Ce phénomène a notamment été observé dans la musique soul, particulièrement avec la Motown. En effet, la célèbre maison de disque a pris l’habitude de faire enregistrer un même titre par plusieurs artistes. De la sorte, elle rentabilisait les auteurs-compositeurs en minimisant le risque d’oubli d’une chanson. Maintenant, réfléchissez à quelque chose : comment Bob Marley a pu acquérir cette notoriété internationale au début des années 1970 ? Il a pu allègrement remercier Eric Clapton d’avoir popularisé son I shot the sheriff. Sinon, je pense que le reggae aurait encore été aujourd’hui un délit d’initiés en dehors de la Jamaïque.
Donc aujourd’hui, on va faire révéler une vérité qui va vous scotcher au plafond : Non, non et non, Marvin Gaye n’est pas l’interprète original de I heard it through the grapevine. Même si la version originale et la version la plus populaire à l’heure actuelle ont été enregistrées dans un espace de temps très court, le véritable interprète original de cette chanson n’est autre que Gladys Knight and the Pips, en 1967.
La version originale
Ouais, ça change, hein ?
On remarquera au passage que cette demoiselle apporte une ambiance plus positive à la chanson. Gladys Knight, née en 1944 à Atlanta – de ces terres qui ont tant donné à la soul – commence sa carrière dès l’âge de 8 ans avec sa famille. En 1967, le groupe vient donc tout juste de se faire repérer par Berry Gordy, patron de la Motown, qui fait enregistrer ce titre de Norman Whitfield. Et c’est un carton, si bien que Whitfield écrira encore plusieurs titres pour Gladys Knight and the Pips. Par la suite, la famille changera plusieurs fois de maison de disques jusqu’à leur séparation en 1989.
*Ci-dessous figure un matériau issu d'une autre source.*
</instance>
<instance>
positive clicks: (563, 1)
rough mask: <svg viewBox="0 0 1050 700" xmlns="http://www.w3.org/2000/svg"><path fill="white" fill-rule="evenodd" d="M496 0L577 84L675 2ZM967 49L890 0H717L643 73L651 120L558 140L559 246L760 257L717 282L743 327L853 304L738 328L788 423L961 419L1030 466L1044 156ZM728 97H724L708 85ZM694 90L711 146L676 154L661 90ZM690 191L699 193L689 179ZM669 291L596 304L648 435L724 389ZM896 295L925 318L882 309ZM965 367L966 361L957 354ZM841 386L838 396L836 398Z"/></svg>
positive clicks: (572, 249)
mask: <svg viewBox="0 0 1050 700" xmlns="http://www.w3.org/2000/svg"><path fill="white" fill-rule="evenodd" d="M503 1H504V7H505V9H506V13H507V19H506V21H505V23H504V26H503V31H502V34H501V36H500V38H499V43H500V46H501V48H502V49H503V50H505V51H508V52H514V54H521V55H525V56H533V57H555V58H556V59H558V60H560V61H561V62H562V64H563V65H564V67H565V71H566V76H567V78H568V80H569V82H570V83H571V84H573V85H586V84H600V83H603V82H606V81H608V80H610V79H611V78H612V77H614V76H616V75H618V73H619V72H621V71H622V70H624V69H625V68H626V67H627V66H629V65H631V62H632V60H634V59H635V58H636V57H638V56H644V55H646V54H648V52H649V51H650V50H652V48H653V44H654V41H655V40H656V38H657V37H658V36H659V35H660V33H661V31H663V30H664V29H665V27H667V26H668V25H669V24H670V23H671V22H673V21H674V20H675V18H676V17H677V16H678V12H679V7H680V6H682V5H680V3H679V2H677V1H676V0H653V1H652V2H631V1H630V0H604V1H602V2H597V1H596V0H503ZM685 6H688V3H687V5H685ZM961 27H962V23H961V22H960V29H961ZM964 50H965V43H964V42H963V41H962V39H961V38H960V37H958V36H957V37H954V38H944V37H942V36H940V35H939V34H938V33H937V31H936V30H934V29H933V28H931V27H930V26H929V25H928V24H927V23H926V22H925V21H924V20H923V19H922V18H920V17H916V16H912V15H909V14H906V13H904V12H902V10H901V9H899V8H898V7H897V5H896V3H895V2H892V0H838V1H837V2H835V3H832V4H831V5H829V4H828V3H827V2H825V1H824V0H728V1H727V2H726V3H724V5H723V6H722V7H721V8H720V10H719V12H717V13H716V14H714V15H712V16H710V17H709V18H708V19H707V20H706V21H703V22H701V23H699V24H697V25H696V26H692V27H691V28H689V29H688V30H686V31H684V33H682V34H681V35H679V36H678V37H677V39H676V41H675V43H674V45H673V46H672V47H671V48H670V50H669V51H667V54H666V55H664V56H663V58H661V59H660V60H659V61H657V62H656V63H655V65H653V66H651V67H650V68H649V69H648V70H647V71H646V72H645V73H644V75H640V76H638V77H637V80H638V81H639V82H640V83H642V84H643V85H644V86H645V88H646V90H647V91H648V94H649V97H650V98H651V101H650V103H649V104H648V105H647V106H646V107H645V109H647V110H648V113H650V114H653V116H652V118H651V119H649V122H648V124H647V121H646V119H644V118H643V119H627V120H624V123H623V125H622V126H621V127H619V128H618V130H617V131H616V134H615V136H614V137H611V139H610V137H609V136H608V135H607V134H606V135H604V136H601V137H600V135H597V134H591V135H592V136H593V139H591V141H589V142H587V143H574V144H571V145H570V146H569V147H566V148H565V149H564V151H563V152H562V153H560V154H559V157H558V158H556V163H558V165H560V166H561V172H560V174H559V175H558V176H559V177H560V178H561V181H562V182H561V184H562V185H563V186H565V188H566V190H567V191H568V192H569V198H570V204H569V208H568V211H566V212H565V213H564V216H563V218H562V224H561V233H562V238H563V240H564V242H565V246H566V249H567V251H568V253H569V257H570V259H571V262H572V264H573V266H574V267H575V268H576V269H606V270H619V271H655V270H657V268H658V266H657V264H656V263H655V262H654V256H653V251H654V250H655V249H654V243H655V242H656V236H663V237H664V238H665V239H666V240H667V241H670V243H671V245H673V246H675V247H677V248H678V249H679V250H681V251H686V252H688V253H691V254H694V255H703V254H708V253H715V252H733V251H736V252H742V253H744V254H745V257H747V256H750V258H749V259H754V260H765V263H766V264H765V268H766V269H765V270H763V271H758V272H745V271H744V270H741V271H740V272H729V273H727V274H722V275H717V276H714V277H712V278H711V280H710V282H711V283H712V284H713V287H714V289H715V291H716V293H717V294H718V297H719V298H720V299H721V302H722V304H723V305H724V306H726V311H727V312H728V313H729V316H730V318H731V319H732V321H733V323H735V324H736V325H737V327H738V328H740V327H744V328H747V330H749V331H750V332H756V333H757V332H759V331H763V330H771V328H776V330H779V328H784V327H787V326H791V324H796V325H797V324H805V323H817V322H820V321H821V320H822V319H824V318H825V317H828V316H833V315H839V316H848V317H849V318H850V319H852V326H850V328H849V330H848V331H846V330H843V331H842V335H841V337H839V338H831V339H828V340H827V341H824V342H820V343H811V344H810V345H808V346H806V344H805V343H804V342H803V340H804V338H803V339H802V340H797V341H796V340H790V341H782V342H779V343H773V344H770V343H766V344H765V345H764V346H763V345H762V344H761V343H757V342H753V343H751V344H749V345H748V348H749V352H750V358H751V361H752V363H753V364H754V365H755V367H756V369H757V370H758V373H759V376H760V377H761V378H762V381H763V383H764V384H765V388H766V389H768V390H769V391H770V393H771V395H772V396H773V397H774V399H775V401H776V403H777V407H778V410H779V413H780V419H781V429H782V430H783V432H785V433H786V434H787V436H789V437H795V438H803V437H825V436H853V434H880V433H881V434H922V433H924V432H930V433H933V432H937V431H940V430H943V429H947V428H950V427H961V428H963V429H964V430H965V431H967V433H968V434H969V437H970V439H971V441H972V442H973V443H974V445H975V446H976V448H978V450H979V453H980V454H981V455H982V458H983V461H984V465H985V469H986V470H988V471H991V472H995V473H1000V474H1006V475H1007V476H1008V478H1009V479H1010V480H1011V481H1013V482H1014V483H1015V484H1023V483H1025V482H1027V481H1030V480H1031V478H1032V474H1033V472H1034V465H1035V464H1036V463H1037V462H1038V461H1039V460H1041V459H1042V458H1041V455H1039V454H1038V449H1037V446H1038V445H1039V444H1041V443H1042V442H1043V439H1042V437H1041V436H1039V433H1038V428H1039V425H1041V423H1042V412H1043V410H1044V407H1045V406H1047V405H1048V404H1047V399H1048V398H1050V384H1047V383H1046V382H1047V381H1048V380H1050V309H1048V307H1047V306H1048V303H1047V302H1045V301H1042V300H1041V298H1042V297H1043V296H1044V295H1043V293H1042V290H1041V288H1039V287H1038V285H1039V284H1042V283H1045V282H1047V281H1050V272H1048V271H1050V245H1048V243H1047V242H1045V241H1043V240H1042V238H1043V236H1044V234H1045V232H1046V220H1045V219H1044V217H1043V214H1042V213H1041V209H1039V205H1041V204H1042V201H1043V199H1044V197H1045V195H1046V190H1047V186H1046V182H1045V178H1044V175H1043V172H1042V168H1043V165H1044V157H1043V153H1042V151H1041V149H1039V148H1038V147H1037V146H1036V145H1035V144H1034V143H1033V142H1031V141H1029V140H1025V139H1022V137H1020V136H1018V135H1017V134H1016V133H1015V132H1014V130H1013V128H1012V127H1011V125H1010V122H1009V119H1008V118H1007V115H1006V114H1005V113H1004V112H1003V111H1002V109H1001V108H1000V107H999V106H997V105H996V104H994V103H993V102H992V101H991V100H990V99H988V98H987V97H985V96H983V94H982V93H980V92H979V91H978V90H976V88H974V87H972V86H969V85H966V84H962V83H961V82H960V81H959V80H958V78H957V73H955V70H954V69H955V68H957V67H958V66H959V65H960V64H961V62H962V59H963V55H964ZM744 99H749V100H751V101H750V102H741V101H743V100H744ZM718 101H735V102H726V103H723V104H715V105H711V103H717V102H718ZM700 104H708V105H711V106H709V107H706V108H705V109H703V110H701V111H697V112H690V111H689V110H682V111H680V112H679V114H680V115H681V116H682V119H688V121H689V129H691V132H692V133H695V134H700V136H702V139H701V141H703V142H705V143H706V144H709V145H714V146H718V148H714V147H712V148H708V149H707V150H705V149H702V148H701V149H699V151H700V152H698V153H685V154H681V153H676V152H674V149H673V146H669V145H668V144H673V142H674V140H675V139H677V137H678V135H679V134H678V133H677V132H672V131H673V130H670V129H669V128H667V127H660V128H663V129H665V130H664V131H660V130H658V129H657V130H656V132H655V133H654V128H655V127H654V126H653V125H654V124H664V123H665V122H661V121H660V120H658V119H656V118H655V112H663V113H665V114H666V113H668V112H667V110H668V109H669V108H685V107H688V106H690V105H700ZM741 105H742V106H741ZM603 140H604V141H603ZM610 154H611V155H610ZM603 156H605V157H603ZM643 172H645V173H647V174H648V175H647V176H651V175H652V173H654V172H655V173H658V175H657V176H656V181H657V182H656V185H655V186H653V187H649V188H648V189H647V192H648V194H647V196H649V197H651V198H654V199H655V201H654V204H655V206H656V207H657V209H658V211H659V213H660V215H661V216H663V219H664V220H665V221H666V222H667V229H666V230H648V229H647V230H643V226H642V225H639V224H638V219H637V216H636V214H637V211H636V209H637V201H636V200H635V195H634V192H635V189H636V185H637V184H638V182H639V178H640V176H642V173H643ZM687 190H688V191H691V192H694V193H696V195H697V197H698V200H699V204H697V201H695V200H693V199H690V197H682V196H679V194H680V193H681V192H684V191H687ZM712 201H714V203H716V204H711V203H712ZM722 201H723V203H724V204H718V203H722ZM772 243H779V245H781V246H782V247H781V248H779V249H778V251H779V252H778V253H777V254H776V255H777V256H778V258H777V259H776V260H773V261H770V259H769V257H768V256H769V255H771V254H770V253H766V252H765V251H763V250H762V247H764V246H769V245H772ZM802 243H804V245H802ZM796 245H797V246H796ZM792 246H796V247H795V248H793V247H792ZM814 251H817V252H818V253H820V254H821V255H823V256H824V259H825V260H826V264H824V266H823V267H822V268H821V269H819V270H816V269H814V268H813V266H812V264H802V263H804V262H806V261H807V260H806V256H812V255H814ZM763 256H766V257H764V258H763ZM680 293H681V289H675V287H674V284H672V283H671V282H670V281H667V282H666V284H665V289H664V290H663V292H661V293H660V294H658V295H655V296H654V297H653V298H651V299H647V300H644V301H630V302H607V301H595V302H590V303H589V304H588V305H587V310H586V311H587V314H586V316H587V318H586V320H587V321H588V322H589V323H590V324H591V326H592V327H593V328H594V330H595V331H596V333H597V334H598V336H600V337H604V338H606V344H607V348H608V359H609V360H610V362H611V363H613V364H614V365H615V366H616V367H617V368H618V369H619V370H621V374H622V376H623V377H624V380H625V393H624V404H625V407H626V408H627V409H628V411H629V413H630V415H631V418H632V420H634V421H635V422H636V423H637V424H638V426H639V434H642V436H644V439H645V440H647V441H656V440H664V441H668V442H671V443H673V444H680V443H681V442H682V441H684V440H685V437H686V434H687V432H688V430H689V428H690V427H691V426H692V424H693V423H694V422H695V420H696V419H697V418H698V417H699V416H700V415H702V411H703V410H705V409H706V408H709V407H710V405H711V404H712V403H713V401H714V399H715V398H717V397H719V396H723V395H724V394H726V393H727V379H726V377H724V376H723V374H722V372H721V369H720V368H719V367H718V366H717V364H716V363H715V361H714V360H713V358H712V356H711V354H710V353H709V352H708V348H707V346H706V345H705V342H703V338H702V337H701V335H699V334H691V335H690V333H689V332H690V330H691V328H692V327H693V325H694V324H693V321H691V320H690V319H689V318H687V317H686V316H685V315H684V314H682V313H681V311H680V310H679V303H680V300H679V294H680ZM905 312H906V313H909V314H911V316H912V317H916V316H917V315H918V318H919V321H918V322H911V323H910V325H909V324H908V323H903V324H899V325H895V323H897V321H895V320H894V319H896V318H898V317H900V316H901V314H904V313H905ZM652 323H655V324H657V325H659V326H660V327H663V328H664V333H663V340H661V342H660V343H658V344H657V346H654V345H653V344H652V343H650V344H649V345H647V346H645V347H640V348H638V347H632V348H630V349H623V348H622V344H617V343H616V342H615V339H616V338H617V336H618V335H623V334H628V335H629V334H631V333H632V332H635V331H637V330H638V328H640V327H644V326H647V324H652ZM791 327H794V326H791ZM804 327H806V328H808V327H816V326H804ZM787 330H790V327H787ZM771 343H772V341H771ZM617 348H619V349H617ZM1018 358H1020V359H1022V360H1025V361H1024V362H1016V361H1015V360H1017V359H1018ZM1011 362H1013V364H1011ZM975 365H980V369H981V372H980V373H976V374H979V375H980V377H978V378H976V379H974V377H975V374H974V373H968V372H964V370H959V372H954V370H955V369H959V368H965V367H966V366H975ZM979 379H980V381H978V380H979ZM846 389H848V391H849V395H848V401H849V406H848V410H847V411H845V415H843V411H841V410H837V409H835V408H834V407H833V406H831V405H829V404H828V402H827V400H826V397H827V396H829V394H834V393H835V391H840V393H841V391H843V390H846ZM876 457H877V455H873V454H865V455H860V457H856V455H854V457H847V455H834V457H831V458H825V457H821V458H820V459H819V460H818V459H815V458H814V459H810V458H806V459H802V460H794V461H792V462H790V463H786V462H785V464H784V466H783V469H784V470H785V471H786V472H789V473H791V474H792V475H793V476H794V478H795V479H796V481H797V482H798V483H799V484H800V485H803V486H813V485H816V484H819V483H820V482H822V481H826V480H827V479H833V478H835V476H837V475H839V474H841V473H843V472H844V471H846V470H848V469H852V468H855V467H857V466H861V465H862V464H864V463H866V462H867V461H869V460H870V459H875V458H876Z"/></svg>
Qu’en est-il de la chanson au départ ? En fait, elle ressemble beaucoup à R.E.S.P.E.C.T. – pas la V.O. d’Otis Redding, mais celle bien plus populaire encore une fois d’Aretha Franklin –, avec les motifs musicaux propres aux chansons de soul chantées à l’époque par les Aretha, Diana, Tammi et consorts. C’est d’ailleurs ce que je reprocherais à la Motown : autant leurs artistes masculins pouvaient sortir des purs trucs avec certains titres assez originaux, autant leurs artistes féminines semblaient être interchangeables et sans personnalité. Mais je digresse.
Tout cela pour dire que, bien que cette chanson dans cette forme soit assez sympa, remise dans le contexte de création de la musique noire de la fin des années 1960, elle reste finalement sans saveur, sans aspérités. Un peu comme un titre de Christophe Maé ou de Natacha Saint-Pier, toutes proportions gardées. C’est pour cette raison que les reprises qui en ont été faites sont plus populaires, parce que les artistes qui se la sont appropriée ont, en général, apposés une signature spécifique.
Les reprises
Marvin Gaye (1969)
Creedence Clearwater Revival (1976)
Amy Winehouse et Paul Weller (2008)
I heard it through the grapevine est donc l’exemple concret qu’une chanson originale peut présenter un défaut d’orchestration ou peut souffrir du manque de charisme de l’interprète original. Il suffit donc de pousser davantage la mélodie, de tester plusieurs artistes jusqu’à en obtenir un qui puisse marquer la chanson de son empreinte.